Holistic grazing mimics the natural grazing patterns of cattle and allows them to consume a diet their digestive systems are better suited for. When cattle are fed grain, they are at risk of developing liver abscesses (sites of inflammation). These abscesses can form from injuries or, more often, bacterial infections. Thus, antibiotics must be added to cattle grain feed in order to reduce the risk of infection, which in turn contributes to antibiotic resistance. In general, grass-fed cattle live longer and healthier lives than they would if confined to a CAFO.  

While the cattle grow healthier, so does the environment. When cattle graze, they cause forage plants—vegetation grazed by livestock—to release sugars through their root systems. These nutrients from plant roots feed soil microorganisms. The manure produced by cattle also contributes to soil health. Cattle manure may be incorporated into the soil by the movement of cattle hooves, promoting the recycling of important soil nutrients like nitrogen. By increasing the capacity for plants to photosynthesize, this form of raising cattle aids in soil carbon sequestration. This means that more carbon from the atmosphere is captured in the soil, preventing it from contributing to damaging greenhouse effects.

However, holistic grazing has only been implemented on a small scale, and it will likely remain this way. A 2018 study found that U.S. pastureland is only capable of supporting holistic grazing for 27 percent of all the cattle currently raised for beef production. This means that in order to completely shift from a system of windowless buildings to open pastures, more natural habitats in the U.S. and other nations would need to be destroyed for cattle production. Already 80 percent of deforested land in the Amazon Rainforest is used for cattle pastures. 

When compared to grain-fed cattle, grass-fed cattle also produce more methane, a more potent greenhouse gas than carbon. This is because grass is higher in cellulose (a part of plant cell walls) than grain is. Cattle are ruminant animals, meaning that they have four-chambered stomachs with microorganisms capable of digesting cellulose. Part of their digestive process, enteric fermentation, involves the breakdown of cellulose into volatile fatty acids that can be used by the cattle. This digestion results in the formation of hydrogen gas, carbon dioxide, and acetate, which react to create methane and carbon dioxide. These gasses are then expelled by cattle through belching and flatulation, entering our atmosphere and contributing to the greenhouse gas effect. In 2018, enteric fermentation comprised 28 percent of U.S. anthropogenic methane emissions.

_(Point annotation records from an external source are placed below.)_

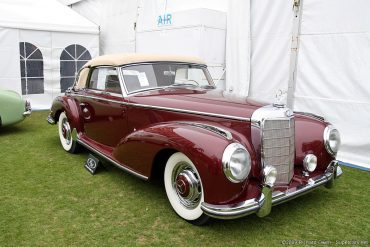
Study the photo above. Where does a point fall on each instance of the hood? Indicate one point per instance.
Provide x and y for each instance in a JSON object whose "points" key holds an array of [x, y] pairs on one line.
{"points": [[200, 100]]}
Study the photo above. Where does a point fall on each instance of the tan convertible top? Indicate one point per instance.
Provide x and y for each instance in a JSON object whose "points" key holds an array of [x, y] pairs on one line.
{"points": [[130, 58], [122, 59]]}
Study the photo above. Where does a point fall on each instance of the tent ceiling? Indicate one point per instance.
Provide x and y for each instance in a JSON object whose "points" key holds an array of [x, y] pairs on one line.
{"points": [[45, 15]]}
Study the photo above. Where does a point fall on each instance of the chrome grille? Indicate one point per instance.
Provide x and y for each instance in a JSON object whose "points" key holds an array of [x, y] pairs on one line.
{"points": [[278, 147]]}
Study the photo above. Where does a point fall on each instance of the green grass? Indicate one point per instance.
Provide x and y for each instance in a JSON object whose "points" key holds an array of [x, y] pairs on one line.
{"points": [[47, 198]]}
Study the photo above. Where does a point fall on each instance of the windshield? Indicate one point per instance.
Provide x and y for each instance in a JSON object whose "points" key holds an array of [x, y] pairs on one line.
{"points": [[152, 76]]}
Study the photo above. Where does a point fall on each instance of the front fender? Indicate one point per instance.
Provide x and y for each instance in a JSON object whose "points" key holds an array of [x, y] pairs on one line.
{"points": [[204, 148], [70, 107]]}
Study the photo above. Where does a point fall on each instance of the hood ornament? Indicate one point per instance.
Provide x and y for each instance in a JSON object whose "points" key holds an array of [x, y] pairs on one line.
{"points": [[280, 99]]}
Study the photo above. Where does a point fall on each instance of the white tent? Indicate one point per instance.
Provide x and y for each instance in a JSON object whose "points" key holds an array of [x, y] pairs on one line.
{"points": [[42, 44], [332, 73], [329, 73]]}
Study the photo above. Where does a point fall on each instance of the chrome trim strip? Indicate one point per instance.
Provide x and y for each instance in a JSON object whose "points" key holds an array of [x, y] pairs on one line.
{"points": [[112, 161], [310, 115], [217, 130], [254, 205], [167, 108], [189, 112]]}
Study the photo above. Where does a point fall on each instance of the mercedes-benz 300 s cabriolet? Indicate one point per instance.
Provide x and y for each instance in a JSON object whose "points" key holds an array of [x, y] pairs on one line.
{"points": [[220, 155]]}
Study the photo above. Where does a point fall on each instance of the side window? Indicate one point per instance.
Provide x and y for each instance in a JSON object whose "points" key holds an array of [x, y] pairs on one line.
{"points": [[32, 69], [105, 79]]}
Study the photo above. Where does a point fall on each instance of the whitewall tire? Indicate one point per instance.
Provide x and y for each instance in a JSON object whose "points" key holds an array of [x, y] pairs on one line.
{"points": [[184, 188], [65, 134]]}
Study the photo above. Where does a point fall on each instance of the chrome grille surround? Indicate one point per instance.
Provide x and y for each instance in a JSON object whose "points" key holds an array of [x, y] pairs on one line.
{"points": [[278, 147], [276, 126]]}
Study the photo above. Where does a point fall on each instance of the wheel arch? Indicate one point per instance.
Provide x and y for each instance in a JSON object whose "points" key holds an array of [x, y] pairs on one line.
{"points": [[147, 151], [70, 106]]}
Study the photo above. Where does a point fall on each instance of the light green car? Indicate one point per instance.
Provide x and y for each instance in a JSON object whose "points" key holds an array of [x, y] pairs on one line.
{"points": [[13, 108]]}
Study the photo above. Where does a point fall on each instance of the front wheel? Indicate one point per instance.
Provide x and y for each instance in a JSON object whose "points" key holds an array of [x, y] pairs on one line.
{"points": [[184, 189], [65, 135]]}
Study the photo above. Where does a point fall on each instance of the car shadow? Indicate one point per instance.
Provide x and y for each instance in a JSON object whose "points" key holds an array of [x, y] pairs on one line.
{"points": [[11, 130]]}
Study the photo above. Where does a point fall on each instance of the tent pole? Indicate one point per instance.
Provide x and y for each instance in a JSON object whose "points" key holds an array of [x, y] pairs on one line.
{"points": [[298, 9]]}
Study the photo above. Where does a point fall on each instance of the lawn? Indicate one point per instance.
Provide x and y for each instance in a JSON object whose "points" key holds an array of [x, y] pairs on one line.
{"points": [[47, 198]]}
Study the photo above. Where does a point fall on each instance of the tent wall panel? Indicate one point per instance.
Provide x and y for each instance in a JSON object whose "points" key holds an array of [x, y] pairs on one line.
{"points": [[271, 28], [238, 44], [334, 70], [9, 62]]}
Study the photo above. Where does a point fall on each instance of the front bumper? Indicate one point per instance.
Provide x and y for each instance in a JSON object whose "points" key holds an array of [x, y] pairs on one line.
{"points": [[262, 205]]}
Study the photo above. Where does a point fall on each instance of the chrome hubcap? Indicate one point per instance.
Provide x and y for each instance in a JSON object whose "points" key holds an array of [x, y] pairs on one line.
{"points": [[66, 131], [186, 183]]}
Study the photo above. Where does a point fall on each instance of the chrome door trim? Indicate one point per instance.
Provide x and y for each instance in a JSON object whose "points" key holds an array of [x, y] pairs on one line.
{"points": [[166, 108]]}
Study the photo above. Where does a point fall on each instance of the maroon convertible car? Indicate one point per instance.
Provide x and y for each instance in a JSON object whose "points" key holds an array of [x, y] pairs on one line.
{"points": [[220, 156]]}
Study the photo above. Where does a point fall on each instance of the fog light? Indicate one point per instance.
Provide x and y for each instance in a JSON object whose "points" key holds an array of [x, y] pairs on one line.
{"points": [[310, 162], [270, 174]]}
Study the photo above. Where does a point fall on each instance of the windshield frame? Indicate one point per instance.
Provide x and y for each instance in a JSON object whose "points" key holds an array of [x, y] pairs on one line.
{"points": [[123, 84]]}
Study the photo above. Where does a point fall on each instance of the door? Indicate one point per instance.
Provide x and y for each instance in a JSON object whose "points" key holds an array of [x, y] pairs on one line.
{"points": [[104, 115]]}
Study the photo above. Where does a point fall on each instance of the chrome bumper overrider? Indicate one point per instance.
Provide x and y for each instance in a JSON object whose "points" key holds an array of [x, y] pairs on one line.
{"points": [[262, 205]]}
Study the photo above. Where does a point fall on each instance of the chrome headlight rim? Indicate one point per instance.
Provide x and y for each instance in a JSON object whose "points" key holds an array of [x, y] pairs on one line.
{"points": [[226, 162], [308, 161], [328, 130], [269, 176]]}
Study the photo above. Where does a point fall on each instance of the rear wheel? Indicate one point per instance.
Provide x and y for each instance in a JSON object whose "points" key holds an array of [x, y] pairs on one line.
{"points": [[184, 189], [65, 135]]}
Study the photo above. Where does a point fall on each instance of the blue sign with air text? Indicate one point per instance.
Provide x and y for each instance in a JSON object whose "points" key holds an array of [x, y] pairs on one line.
{"points": [[164, 20]]}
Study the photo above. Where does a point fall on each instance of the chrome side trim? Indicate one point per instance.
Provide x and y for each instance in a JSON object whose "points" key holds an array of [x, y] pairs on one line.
{"points": [[111, 161], [309, 115], [267, 199], [220, 131], [167, 108]]}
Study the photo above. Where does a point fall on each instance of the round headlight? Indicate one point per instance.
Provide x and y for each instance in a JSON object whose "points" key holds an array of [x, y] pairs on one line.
{"points": [[236, 162], [331, 139], [270, 174], [310, 162]]}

Though holistic grazing has the potential to benefit biodiversity and soil health, it is unfeasible to implement this alternative system on a scale capable of supporting current U.S. beef demands. Efforts to transition to less intensive forms of animal rearing should still be made, but they need to be accompanied by a significant shift to reduce our appetite for beef. So, while holistic grazing might not be widely implemented anytime soon, we can work on reducing demand by promoting vegetarianism and expanding the plant-based meat industry. If we continue to work toward reducing America’s appetite for beef, a greener future awaits.